A different kind of shot. (Photo credit: Rolex)
When Rolex introduced the Perpetual 1908, its first new collection in a decade, the brand asked Roger Federer to be the model for the launch campaign. To “humanize” a launch was a departure for Rolex, which had historically introduced new watches without people. The storytelling instead came from the environment: mountains, the sky, the ocean, a racetrack.
Still, a dress watch like the 1908 offered little in the way of environmental storytelling, leaving Rolex to turn to Federer, who had just retired from tennis. For the release, the brand captioned a photograph of him in a grey sweater, wearing the 1908: “When excellence redefines tradition.”
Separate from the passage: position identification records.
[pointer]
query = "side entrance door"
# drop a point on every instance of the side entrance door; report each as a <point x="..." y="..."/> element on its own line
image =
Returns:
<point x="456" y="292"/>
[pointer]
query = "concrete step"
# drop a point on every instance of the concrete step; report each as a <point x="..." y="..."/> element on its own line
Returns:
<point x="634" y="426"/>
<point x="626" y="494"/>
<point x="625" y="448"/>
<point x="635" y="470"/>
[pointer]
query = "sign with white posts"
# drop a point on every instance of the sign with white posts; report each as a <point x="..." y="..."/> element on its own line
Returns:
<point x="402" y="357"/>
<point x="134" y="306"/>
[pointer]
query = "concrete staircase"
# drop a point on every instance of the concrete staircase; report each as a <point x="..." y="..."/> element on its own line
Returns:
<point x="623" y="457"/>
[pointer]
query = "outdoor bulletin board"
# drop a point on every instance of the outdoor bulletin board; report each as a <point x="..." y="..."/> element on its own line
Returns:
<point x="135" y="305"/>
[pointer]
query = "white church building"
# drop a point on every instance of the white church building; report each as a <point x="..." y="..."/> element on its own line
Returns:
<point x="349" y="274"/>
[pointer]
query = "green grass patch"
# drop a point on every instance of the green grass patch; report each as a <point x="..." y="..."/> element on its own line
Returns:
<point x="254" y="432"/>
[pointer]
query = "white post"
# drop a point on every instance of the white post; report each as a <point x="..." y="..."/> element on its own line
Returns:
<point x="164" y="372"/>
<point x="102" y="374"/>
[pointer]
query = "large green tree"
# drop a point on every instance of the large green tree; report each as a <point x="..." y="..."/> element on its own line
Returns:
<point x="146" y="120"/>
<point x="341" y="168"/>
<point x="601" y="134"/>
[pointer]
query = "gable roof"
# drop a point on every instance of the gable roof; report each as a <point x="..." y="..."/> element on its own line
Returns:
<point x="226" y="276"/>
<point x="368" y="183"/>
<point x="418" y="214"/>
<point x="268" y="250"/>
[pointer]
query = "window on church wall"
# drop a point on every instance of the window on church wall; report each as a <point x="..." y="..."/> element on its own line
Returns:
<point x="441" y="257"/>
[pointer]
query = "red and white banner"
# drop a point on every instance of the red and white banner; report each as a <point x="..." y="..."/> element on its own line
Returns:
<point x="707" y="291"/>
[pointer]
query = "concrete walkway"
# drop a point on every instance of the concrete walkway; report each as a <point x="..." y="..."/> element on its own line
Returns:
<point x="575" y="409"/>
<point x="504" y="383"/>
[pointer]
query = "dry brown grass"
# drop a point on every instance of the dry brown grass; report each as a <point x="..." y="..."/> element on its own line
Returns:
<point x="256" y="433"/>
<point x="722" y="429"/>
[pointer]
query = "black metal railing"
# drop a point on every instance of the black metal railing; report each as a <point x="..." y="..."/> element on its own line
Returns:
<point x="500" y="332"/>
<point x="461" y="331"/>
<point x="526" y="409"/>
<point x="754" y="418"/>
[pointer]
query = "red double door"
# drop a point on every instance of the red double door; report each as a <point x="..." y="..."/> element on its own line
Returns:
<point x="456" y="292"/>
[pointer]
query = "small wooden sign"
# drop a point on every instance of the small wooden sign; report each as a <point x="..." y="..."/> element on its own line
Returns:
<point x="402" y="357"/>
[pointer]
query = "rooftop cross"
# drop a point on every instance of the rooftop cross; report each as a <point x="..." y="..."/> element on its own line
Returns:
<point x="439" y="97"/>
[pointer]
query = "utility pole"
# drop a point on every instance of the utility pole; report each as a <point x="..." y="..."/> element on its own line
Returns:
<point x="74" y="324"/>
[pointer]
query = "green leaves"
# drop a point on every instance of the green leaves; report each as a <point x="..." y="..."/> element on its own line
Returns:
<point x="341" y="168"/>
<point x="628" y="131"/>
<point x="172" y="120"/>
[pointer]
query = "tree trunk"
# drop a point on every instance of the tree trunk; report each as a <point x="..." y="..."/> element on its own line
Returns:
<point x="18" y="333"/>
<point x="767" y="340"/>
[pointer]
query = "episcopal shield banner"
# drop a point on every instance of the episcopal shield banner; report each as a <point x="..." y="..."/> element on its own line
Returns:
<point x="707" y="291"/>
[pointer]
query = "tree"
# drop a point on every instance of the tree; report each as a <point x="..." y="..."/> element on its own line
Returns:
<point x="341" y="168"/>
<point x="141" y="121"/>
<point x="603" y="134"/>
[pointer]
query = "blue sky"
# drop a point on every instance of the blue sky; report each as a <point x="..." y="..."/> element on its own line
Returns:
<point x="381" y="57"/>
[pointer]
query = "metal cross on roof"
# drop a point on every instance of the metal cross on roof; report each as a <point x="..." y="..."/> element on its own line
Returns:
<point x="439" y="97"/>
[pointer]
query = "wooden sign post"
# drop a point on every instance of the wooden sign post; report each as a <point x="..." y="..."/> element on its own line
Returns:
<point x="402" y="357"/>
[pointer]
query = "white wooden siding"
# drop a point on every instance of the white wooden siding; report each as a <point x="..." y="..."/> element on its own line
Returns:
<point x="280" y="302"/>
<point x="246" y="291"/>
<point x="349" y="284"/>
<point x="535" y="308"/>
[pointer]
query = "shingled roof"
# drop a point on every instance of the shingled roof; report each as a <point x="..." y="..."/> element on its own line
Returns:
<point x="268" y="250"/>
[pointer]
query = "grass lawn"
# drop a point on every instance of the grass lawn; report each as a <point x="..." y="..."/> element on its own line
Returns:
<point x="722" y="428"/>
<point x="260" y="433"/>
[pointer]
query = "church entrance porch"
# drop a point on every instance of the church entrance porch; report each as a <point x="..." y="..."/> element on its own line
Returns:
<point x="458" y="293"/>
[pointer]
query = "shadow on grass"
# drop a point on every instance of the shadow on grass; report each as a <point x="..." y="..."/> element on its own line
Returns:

A year later, in 2024, Rolex asked Federer to model the launch campaign of its steel GMT-Master II with a grey and black bezel. Rolex's narrative, this time, managed to link the former tennis pro to the GMT-Master’s identity: “From Melbourne to New York, Paris to London... travelling the globe has been a constant for the player.”
Most recently, Federer was again asked to front the campaign for Rolex's new collection, the Land-Dweller. He was no longer cast as a traveler, but as “an astute entrepreneur,” someone “reinventing his life to build for the future,” Rolex wrote, echoing the Land-Dweller’s ethos from its press materials.
Rolex predictions are hard to make, but one safe assumption for 2026 is Federer’s presence in the launch campaign. To be sure, women Testimonees have also appeared in Rolex launches, including Yuja Wang for the Land-Dweller. Still, no one has appeared as consistently as Federer, a sign of how central he has become to Rolex’s strategy of featuring people to model new releases.